It would be interesting if that was actually a way to make hashes more “secure”.

I built a little thing to make cracking ridiculously hard: https://github.com/jdconley/pwhaas

The website cert is out of date, but the code is there. Using it in production.

A full second of hashing with argon2 on modern hardware where the hash is recomputed to the latest and greatest in the background after a login is a pretty good defense, I imagine.

This strikes me as brilliantly simple. Have you heard of anyone doing something like this in production?

Nope! Databases are way out of my expertise. (At least, my knowledge of them goes back to PHP4/MySQL. I haven’t practiced much in the last ten years.)

One aspect that you left out here: GPUs might not be your worst enemy, FPGAs can also be used to crack passwords efficiently, not to be underestimated if you are expecting a dedicated attacker. And while bcrypt has been designed to be inefficient on GPUs, it can still be cracked rather efficiently on FPGAs. That’s the issue that scrypt is meant to address.

Also, the comparison in your post is misleading: the number of hashes per second means nothing if you don’t mention the corresponding number of iterations. All algorithms allow tweaking this, to make the task more computationally intensive as the available hardware improves with the time.

Is argon2 considered proven, battle tested, and ready for wide scale adoption? The wikipedia page on it is unclear. I don’t think crypto people like to use things that are too new for that reason…

I think you misunderstood what I meant. To change the hash we use at Discourse we have to support both the old and new formats in the Discourse code (as well as any future formats).

I guess that is sort of true but it feels to me like security through obscurity. Just increase the work factor.

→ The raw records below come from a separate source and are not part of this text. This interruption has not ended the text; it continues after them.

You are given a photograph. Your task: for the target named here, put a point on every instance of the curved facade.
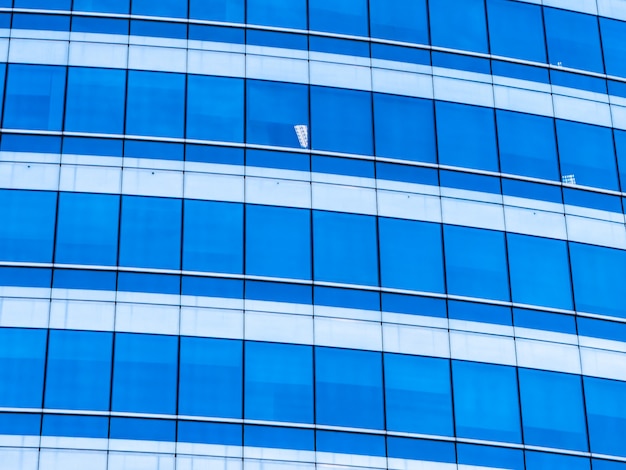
(331, 234)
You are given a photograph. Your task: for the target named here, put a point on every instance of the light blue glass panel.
(486, 402)
(278, 242)
(78, 373)
(417, 395)
(279, 382)
(344, 247)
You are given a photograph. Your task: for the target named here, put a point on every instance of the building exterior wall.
(315, 234)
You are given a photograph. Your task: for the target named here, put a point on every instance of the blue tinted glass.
(349, 388)
(341, 120)
(606, 415)
(22, 358)
(155, 104)
(79, 370)
(210, 377)
(476, 263)
(466, 136)
(272, 110)
(27, 229)
(215, 108)
(520, 155)
(344, 246)
(150, 232)
(278, 242)
(486, 402)
(540, 272)
(400, 20)
(576, 142)
(404, 128)
(95, 100)
(87, 229)
(279, 382)
(411, 255)
(145, 373)
(213, 236)
(339, 16)
(459, 25)
(417, 395)
(552, 409)
(573, 40)
(516, 30)
(34, 97)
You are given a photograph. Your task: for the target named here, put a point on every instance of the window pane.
(155, 104)
(573, 40)
(79, 370)
(27, 229)
(486, 402)
(215, 108)
(348, 385)
(417, 394)
(459, 24)
(476, 263)
(273, 109)
(34, 97)
(341, 120)
(278, 242)
(210, 377)
(151, 231)
(405, 128)
(411, 255)
(466, 136)
(279, 382)
(87, 229)
(540, 273)
(552, 410)
(345, 248)
(145, 373)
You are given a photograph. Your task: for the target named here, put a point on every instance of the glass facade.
(271, 234)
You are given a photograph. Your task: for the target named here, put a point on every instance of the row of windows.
(502, 27)
(341, 120)
(304, 384)
(136, 231)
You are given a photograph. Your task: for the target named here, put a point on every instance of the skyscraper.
(312, 234)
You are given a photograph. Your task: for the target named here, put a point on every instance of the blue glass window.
(348, 388)
(213, 236)
(27, 229)
(540, 272)
(79, 370)
(150, 232)
(341, 120)
(279, 382)
(87, 229)
(344, 247)
(404, 128)
(215, 108)
(573, 40)
(22, 358)
(552, 409)
(459, 24)
(417, 394)
(278, 242)
(273, 109)
(466, 136)
(486, 401)
(210, 377)
(411, 255)
(155, 104)
(476, 263)
(145, 373)
(35, 95)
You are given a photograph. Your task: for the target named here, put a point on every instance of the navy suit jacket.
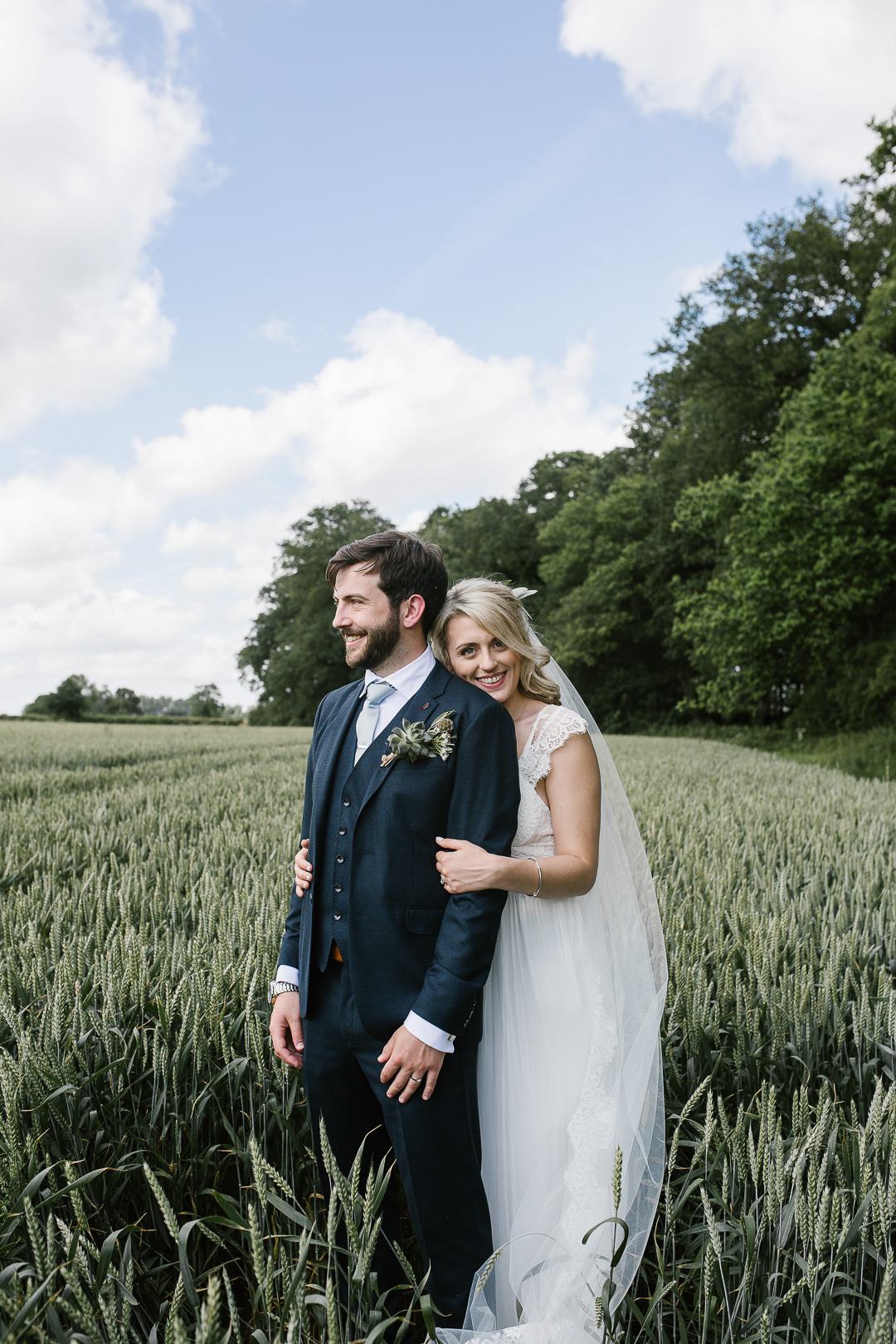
(411, 945)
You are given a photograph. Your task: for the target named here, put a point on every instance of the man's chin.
(355, 654)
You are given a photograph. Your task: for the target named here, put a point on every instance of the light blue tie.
(366, 724)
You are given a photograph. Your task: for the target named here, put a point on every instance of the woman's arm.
(574, 796)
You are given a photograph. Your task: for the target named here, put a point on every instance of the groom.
(379, 986)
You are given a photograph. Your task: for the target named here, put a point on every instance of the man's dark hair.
(405, 566)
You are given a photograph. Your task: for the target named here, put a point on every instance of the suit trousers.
(436, 1144)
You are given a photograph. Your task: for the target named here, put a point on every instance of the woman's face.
(483, 659)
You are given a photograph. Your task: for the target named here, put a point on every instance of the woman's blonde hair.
(500, 611)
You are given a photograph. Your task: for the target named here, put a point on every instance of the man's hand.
(407, 1064)
(286, 1030)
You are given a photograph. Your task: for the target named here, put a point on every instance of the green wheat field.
(155, 1170)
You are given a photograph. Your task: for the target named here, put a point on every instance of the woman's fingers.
(303, 869)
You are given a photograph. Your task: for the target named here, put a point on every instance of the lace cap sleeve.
(553, 728)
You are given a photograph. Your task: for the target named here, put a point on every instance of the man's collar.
(411, 675)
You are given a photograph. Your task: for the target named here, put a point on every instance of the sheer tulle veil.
(543, 1283)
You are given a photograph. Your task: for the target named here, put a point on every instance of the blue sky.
(301, 251)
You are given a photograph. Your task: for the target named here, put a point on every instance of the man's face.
(364, 619)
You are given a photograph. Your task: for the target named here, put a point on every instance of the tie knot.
(377, 691)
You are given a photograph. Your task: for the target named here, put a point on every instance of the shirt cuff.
(423, 1031)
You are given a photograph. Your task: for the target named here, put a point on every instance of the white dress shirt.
(406, 682)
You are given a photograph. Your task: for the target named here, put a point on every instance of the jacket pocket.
(423, 918)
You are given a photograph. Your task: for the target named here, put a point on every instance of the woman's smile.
(490, 680)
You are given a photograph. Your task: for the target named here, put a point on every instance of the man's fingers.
(286, 1038)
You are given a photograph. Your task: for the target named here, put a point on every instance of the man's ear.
(412, 611)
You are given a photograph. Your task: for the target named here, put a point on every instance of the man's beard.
(382, 640)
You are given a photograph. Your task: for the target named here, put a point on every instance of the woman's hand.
(465, 867)
(304, 871)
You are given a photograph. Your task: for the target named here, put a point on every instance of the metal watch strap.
(281, 986)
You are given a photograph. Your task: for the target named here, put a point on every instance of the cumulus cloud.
(796, 78)
(90, 156)
(407, 420)
(277, 331)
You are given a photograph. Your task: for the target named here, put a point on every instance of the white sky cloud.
(277, 331)
(796, 78)
(407, 420)
(90, 155)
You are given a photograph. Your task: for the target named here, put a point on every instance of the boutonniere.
(414, 739)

Definitely a neat idea, but it’d need to be a unique canary user per site.

That’s fine, and overlap with bitcoin specific hardware is definitely bad, as in, there may be some monster hashing hardware out there. Do you have any links of where to buy it, numbers, etc? The main takeaway I have is “don’t pick any password hash that remotely resembles what bitcoin uses” as that is a rich vein of madness.

This is covered several times in the post. Search for “there are two factors that go into password hash strength” if you don’t believe me.